Former Black Panther to Be Released After More Than 49 Years in Prison

Ed Pilkington, The Guardian, September 24, 2020

A former Black Panther who has been in prison for almost half a century has finally won his decades-long battle for freedom after a New York parole board ordered his release.

Jalil Muntaqim, AKA Anthony Bottom, has been in unbroken custody for more than 49 years having been arrested and later convicted of the 1971 murders of two police officers in Harlem. Under the terms of his parole he must be released from the maximum-security Sullivan correctional facility in upstate New York by 20 October.

At a hearing earlier this month – at least his 10th such panel appearance since he became eligible for parole in 1998 – Muntaqim expressed his remorse for the killings of Joseph Piagentini and Waverly Jones.

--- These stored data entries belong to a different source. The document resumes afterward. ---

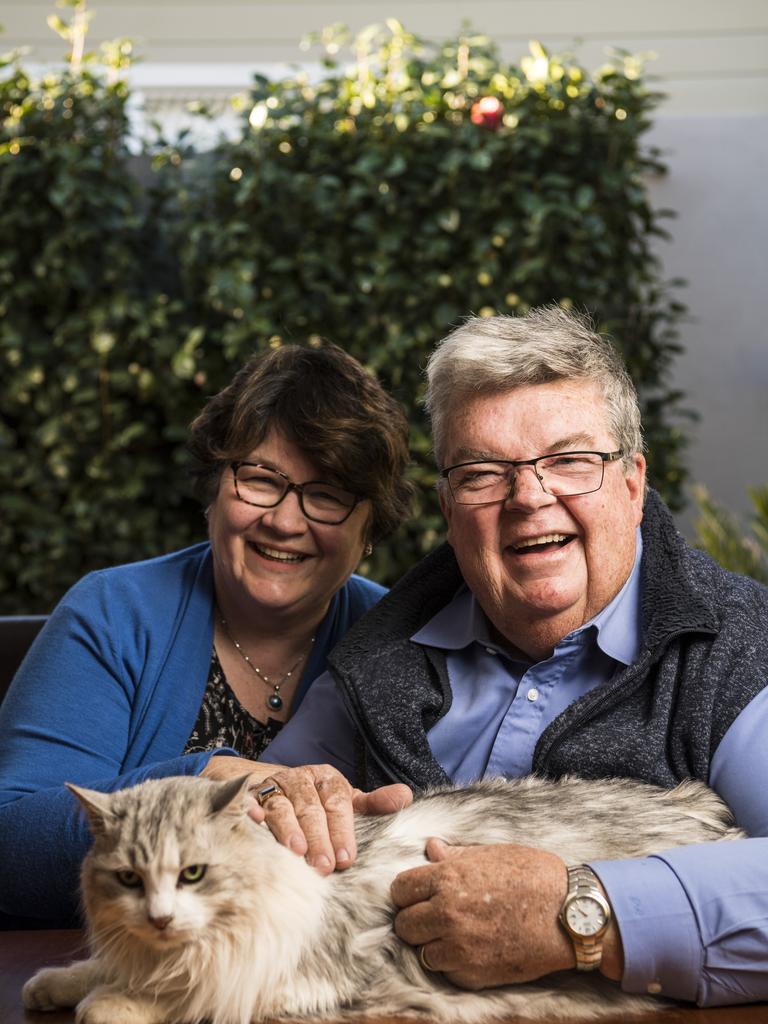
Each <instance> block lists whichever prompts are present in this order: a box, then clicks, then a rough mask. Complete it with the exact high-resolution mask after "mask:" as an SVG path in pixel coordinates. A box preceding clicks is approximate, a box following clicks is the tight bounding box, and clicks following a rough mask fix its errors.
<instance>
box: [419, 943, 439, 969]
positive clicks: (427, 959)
mask: <svg viewBox="0 0 768 1024" xmlns="http://www.w3.org/2000/svg"><path fill="white" fill-rule="evenodd" d="M419 963H420V964H421V966H422V968H423V969H424V970H425V971H428V972H429V973H430V974H434V973H435V972H436V971H437V968H436V967H432V965H431V964H430V963H429V961H428V959H427V947H426V946H419Z"/></svg>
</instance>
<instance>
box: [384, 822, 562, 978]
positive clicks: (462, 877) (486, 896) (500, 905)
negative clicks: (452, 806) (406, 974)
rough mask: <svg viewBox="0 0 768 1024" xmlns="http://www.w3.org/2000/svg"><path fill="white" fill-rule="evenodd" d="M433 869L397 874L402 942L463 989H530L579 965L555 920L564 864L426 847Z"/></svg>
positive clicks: (507, 845) (392, 886)
mask: <svg viewBox="0 0 768 1024" xmlns="http://www.w3.org/2000/svg"><path fill="white" fill-rule="evenodd" d="M427 856H428V857H429V859H430V860H431V861H433V863H431V864H427V865H425V866H423V867H415V868H412V869H411V870H409V871H403V872H402V873H400V874H398V876H397V878H396V879H395V880H394V882H393V883H392V899H393V900H394V902H395V904H396V905H397V906H398V907H401V908H402V909H400V911H399V912H398V913H397V915H396V918H395V919H394V930H395V932H396V933H397V935H398V936H399V937H400V938H401V939H402V940H403V941H406V942H409V943H411V944H412V945H419V946H421V945H424V946H426V950H425V954H426V957H427V962H428V963H429V964H430V965H431V967H433V968H434V970H435V971H441V972H442V973H444V974H445V976H446V978H447V979H449V980H450V981H452V982H454V984H456V985H459V986H461V987H462V988H471V989H478V988H487V987H490V986H494V985H505V984H512V983H516V982H523V981H532V980H534V979H536V978H541V977H543V976H544V975H546V974H550V973H551V972H553V971H562V970H565V969H567V968H572V967H574V965H575V956H574V953H573V947H572V945H571V942H570V939H569V938H568V936H567V935H566V934H565V932H564V931H563V929H562V927H561V926H560V924H559V923H558V920H557V915H558V913H559V910H560V906H561V904H562V901H563V900H564V898H565V894H566V892H567V888H568V883H567V874H566V871H565V863H564V862H563V861H562V860H561V859H560V857H556V856H555V855H554V854H551V853H547V852H545V851H543V850H535V849H531V848H530V847H525V846H515V845H511V844H505V845H497V846H470V847H451V846H446V845H445V844H444V843H443V842H441V841H440V840H436V839H431V840H429V842H428V844H427Z"/></svg>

The officers had answered what they believed was a domestic dispute call but were then ambushed and shot.

The two parole commissioners on the panel accepted his expression of remorse as genuine.

Muntaqim, 68, was the subject of a Guardian profile in 2018 as part of a series that looked at black liberation radicals incarcerated for decades in the wake of political and racial turbulence in the late 1960s and 70s. At the time of the Harlem incident he was a clandestine member of the underground wing of the Panthers, the Black Liberation Army.

In the course of a three-hour filmed interview with the Guardian in Sullivan, Muntaqim described how he was only 18 years old when he signed up for the Panthers, quickly going on to join the armed and clandestine BLA. He said that in his many years behind bars he had matured from the revolutionary position that he adopted in 1971, though he remained committed to the cause of racial equality and justice.

“I now take the ‘r’ off the word and make it ‘evolutionary’,” he said. “Revolution for me is the evolutionary process of building a higher level of consciousness in society at large. I’m an evolutionary revolutionary.”

Muntaqim’s release has been virulently opposed by the New York police union, the PBA, and by the widow of one of the murdered police officers, Diane Piagentini. In a statement she said: “We are heartbroken to see another of Joe’s killer set free by politics. But more than anything else, we are angry.”

Muntaqim was one of a dwindling number of black liberation radicals who were incarcerated during the heyday of the Black Panthers and who have been locked up ever since. Edward Poindexter, convicted of the killing of a police officer in Omaha, Nebraska, marked his 50 years in a prison cell in August.

Others have been released on parole in recent months. The surviving seven members of the Move 9, black liberation and environmental radicals from Philadelphia who were arrested following a police siege of their communal home in 1978, were all released on parole over the past two years.

One of the seven, Delbert Africa, died in June just five months after he was set free.

Muntaqim had two co-defendants at trial for the killings of the police officers in Harlem, when they each received sentences of 25 years to life. Albert “Nuh” Washington died in prison in 2000, and Herman Bell was released on parole in April 2018.